2. Was the child infectious at presentation? If not, when was she contagious?
4. Were the symptoms of the mother and daughter related?
5. What underlying condition would put the daughter at increased risk for serious disease after B19 infection? The mother?
6. Why is quarantine a poor means of limiting the spread of B19 parvovirus?
1. The biphasic nature of the disease and the slapped-face rash are notable symptoms but are not unique to B19. B19 also causes arthralgia in adults because of immune complexes. A somewhat similar course of disease would occur with human herpesvirus 6 induction of exanthema subitum (roseola), although the time course may be different.
2. The child is infectious during the initial disease signs, which resemble a mild cold. The rash is immune mediated.
3. The initial nonspecific disease signs are caused by interferon and other innate responses to the infection. The rash is caused by immune responses, most likely associated with antibody and immune complexes.

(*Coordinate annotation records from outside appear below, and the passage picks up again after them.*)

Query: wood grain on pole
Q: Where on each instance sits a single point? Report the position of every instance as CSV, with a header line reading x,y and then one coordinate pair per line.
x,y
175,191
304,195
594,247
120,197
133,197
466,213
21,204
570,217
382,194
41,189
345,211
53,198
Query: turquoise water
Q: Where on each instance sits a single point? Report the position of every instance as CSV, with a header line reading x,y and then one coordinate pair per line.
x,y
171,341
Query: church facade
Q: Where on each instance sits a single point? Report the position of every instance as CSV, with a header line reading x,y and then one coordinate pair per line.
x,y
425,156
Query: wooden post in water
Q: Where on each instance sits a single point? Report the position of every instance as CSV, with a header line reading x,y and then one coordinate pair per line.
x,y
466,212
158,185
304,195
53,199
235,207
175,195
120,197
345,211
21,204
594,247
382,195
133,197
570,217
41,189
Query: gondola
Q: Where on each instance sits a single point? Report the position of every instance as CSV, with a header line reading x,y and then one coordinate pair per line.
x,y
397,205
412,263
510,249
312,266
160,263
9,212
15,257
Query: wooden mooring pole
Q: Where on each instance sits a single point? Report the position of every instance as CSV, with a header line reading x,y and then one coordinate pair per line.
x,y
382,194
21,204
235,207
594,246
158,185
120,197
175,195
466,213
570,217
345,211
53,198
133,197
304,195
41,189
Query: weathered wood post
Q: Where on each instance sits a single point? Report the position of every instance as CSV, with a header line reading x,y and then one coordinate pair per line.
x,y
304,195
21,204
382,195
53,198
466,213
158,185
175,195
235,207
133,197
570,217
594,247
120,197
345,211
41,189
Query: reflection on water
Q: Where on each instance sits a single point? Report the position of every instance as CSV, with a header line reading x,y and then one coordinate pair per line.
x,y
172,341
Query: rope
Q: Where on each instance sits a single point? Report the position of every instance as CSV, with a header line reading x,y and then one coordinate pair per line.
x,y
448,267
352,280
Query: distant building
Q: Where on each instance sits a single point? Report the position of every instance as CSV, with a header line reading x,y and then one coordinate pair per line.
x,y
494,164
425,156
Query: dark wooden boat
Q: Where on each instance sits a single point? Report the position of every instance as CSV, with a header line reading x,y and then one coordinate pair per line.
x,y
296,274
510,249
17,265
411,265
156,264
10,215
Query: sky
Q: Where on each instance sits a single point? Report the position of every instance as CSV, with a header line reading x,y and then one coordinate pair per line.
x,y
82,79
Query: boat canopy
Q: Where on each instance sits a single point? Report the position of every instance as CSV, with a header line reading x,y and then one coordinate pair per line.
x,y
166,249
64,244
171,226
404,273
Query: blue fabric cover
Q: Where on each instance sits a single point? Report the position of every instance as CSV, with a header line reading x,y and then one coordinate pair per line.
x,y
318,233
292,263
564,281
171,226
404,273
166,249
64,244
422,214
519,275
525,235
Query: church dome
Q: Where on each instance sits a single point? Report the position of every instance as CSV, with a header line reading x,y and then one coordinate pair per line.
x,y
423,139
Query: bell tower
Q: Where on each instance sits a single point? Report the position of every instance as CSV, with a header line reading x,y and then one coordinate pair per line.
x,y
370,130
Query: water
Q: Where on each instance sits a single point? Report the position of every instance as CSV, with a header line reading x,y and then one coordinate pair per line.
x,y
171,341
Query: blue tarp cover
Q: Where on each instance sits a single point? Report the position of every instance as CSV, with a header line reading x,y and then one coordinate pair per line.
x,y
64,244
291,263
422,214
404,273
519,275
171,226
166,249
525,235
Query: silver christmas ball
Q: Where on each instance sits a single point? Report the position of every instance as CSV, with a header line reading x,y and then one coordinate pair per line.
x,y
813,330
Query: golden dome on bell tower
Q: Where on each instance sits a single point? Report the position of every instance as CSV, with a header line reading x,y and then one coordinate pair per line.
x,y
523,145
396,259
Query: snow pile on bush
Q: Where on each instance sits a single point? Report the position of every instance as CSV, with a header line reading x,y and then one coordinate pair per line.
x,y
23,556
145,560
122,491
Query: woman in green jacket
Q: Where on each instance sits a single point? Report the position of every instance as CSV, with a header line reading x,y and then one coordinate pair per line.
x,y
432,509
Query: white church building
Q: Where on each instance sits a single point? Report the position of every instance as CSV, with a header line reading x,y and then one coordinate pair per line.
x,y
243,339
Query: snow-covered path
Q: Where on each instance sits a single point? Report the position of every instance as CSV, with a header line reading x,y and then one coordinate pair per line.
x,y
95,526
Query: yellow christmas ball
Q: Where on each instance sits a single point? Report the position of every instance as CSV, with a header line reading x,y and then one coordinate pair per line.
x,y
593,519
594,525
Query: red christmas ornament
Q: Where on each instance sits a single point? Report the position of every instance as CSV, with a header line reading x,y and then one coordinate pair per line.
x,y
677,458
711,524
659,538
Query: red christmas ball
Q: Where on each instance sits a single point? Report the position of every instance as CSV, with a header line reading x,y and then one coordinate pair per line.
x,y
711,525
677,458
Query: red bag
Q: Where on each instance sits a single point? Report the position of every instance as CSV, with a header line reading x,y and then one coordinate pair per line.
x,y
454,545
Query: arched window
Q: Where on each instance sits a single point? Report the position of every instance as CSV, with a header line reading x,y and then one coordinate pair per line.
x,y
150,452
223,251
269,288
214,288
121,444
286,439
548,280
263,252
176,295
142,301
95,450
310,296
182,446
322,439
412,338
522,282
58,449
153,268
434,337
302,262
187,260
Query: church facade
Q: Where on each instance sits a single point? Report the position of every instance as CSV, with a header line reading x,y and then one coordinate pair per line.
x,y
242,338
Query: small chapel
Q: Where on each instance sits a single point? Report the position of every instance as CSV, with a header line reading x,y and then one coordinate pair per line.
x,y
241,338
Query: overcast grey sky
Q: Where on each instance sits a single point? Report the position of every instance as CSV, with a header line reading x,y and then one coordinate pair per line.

4. The rash of the daughter and the arthralgia of the mother are due to the presence of antibody, formation of immune complexes, and type 2 and 3 hypersensitivity reactions.
5. Individuals with chronic hemolytic anemia (e.g., sickle cell anemia) are at risk for serious disease because B19 replicates in erythrocyte precursors and prevents the development of new erythrocytes or shortens their lifetime. Pregnant women are at risk for B19 infection, which causes hydrops fetalis and loss of the fetus.
6. Quarantine would not be effective because the virus is spread before the onset of the classic disease signs of erythema infectiosum (fifth disease).